When integrating search into any application, you should first recognize that search across free-text or semi-structured data is unlike other features in your application in that the “correct” output for text search is often not well-defined. Typically, your requirements will state that searches should return “relevant” results, but for a non-trivial text corpus and an unbounded user query space, it is effectively impossible to define “relevant” for an arbitrary user query. In the face of this uncertainty, we developers tend to implement search in the manner we are accustomed for other features — configuring indexing and querying in a way that makes sense for a handful of cases we can imagine, and then checking the overall outcome for a dozen or so sample queries that we expect our users might enter. Once we are seeing reasonable results for our sample queries, and seeing no other ways to improve results across-the-board, we stamp the functionality as complete, and we move on to the next task, right?
The truth is that the lack of well-defined “correct” output for text search is actually the starting point for the implementation of another process — listening to what your end users expect from search. Unless you are the sole user, you as developer likely have only the vaguest understanding of how your users actually search. This is not a critique of you — it’s because every individual has developed their own process for formulating the terms they enter into that free-text search box you’ve provided. Fortunately, there are a number of common techniques for understanding user search behavior, which Otis Gospodnetić of Sematext outlined in his talk, Search Analytics: What? Why? How? Akin to web analytics, Otis described a number of key reports to use in measuring how well search is meeting the needs of end users. Among these are the top queries with zero results, top queries with the highest exit rate, words per query, and the top queries overall. Each of these reports can generally be created from query logs alone, and they are important barometers for evaluating and tuning the effectiveness of your search function. Using query logs, you can gauge the potential benefit of adding spell-checking (to address zero hits due to misspellings), query auto-completion (to assist with long queries), and hit highlighting (to see why results were considered relevant). After deeper query log analysis, you may even decide to preprocess user queries in a tailored way, as Floyd Morgan of Intuit described how they distill variations of the same query (e.g. “How do I input my 1099” and “Where do I enter a 1099”) to simpler customized search terms (“wheretoent 1099”) that provide better precision. As you can see, you can gain a significant understanding of your users’ expectations from query logs alone, but they do not provide the whole picture…

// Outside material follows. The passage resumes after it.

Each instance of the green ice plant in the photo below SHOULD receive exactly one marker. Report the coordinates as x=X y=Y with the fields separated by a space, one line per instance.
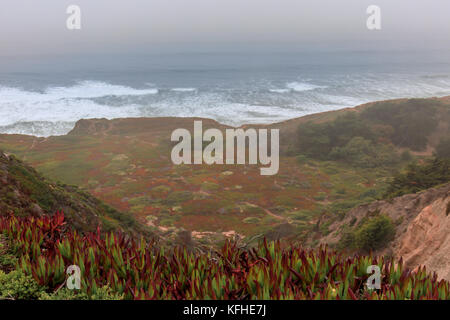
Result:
x=114 y=266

For even better analysis and performance of your search functionality, you need to pair query log data with some other form of feedback on result quality, usually click-through rates (CTR) on search results. Again, Otis described a number of metrics to compute when query logs are paired with CTR data. In a separate session, Andrzej Białecki of Lucid Imagination described how to take this data a step further, treating CTR as direct feedback on result relevance, and incorporating it into the actual document score. At first blush, this seems to be an ideal and straightforward search improvement, but Andrzej also identified a number of undesired effects that require conscious effort to avoid. Also, he highlighted that Solr/Lucene does not currently provide a preferred storage model for this type of data. Solr 3.x provides an ExternalFileField that is currently the best mechanism for incorporating document popularity based on CTR, while Lucene 4.0 is slated to deliver an efficient mechanism for storing popularity and other per-document values, which Simon Willnauer, a core Lucene committer, described in his session on Column Stride Fields a.k.a. DocValues. Finally, Timothy Potter of NREL described complementary techniques for improving result relevance by Boosting Documents by Recency, Popularity, and User Preferences. Obviously, every technique is not directly applicable to every scenario, but the approaches are common to many search applications, so it is worth considering how they could apply to your application.
As you can see, integrating search into an application is not a write-once, run-forever task. There is a wealth of opportunity for improving search so that it meets the actual needs of your users, and most of the information necessary for learning how to improve can be obtained by simply listening to your users using common techniques. So, I highly encourage you to review the sessions I have highlighted, and you can check out slides or videos for all the rest at the Lucene Revolution 2011 recap. Enjoy!